A French border police officer patrols near tents in a muddy field at the Grande-Synthe refugee camp, near Dunkirk, northern FranceReuters

In a blog post for the Caritas Social Action Network, Kearn reports: "Donations and supplies of ingredients are arriving much more slowly now that the 'jungle' has been razed: please people, they are still needed!"

And the same is true at the neighbouring warehouse which last month distributed 21,000 items to people in Dunkirk, Paris and accommodation centres across the country.

He says there are still plenty of riot police hanging around Calais beside strategic roads and on street corners. "They are quick to question anyone who they believe looks like a migrant and demand to see their papers. If there are any problems, then it's straight into a van to be carted off to detention somewhere."
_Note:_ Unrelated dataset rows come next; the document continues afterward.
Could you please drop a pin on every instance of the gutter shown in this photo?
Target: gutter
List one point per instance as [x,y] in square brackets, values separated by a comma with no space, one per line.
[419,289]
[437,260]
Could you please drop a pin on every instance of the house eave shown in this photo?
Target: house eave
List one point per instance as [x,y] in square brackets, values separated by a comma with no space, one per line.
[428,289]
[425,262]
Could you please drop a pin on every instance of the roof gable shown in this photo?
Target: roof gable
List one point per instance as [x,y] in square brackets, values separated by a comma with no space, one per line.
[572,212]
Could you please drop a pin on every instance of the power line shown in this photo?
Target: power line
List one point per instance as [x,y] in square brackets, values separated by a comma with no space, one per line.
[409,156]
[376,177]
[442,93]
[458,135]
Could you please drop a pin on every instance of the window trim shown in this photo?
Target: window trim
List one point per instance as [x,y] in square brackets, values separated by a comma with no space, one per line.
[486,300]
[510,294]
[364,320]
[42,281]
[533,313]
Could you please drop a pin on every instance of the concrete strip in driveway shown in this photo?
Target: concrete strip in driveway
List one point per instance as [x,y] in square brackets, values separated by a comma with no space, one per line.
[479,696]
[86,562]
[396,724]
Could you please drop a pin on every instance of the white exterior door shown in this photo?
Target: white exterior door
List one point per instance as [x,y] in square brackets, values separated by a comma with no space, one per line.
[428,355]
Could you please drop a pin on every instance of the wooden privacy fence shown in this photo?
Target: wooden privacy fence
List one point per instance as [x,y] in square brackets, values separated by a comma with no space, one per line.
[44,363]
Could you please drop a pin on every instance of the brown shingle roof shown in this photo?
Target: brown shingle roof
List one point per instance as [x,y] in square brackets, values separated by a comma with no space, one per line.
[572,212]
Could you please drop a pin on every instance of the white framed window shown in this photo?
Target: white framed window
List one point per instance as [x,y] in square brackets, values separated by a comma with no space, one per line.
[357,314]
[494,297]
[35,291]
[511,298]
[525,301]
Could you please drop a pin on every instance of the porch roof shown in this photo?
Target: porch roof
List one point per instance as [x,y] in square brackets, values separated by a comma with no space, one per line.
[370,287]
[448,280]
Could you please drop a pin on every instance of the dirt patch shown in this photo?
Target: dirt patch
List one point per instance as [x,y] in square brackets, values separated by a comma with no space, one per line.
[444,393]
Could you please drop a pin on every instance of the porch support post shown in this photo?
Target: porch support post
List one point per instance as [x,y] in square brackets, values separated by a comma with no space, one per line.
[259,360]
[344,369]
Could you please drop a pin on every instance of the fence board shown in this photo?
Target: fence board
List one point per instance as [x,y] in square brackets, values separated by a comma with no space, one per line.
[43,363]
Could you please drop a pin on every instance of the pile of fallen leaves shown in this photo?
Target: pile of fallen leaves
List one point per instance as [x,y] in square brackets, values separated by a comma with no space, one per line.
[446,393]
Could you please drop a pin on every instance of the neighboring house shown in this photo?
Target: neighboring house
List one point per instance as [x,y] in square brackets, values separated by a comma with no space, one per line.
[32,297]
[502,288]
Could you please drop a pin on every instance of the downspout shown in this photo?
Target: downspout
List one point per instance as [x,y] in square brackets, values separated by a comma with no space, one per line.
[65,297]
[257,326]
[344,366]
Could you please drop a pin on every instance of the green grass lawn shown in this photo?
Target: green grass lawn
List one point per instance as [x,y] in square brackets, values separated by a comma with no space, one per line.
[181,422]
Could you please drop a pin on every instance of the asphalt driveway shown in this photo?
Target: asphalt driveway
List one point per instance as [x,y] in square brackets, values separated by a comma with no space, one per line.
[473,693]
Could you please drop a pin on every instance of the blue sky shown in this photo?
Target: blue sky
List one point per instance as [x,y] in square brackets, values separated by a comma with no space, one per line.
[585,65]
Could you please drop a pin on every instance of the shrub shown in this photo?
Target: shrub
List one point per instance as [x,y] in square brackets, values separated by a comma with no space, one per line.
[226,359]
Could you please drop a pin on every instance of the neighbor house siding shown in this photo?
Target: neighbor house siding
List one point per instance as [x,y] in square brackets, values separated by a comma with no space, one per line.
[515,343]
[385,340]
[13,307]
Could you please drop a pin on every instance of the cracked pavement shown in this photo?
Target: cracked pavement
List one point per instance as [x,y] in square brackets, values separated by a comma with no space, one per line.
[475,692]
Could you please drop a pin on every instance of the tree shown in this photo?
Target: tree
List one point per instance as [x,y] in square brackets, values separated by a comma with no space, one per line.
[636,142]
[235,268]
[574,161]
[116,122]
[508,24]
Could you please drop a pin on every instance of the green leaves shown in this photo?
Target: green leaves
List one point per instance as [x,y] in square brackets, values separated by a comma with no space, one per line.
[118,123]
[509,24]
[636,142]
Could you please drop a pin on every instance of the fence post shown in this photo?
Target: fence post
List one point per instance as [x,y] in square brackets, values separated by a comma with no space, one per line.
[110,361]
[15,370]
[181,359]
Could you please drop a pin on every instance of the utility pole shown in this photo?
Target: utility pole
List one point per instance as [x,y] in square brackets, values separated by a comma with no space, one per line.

Handing over boxes and bags of donations, he met a volunteer who had just spent a week in Paris.

"He confirmed what I had heard on my three previous calls that day: there are hundreds of people sleeping in the open on the streets of the capital. Informal camps have been cleared in recent months and no more are allowed to develop. The capacity of new 'reception centres' is inadequate, and the maximum permitted stay is only some ten days."

Everyone in Calais is preparing for numbers to increase again, he warns.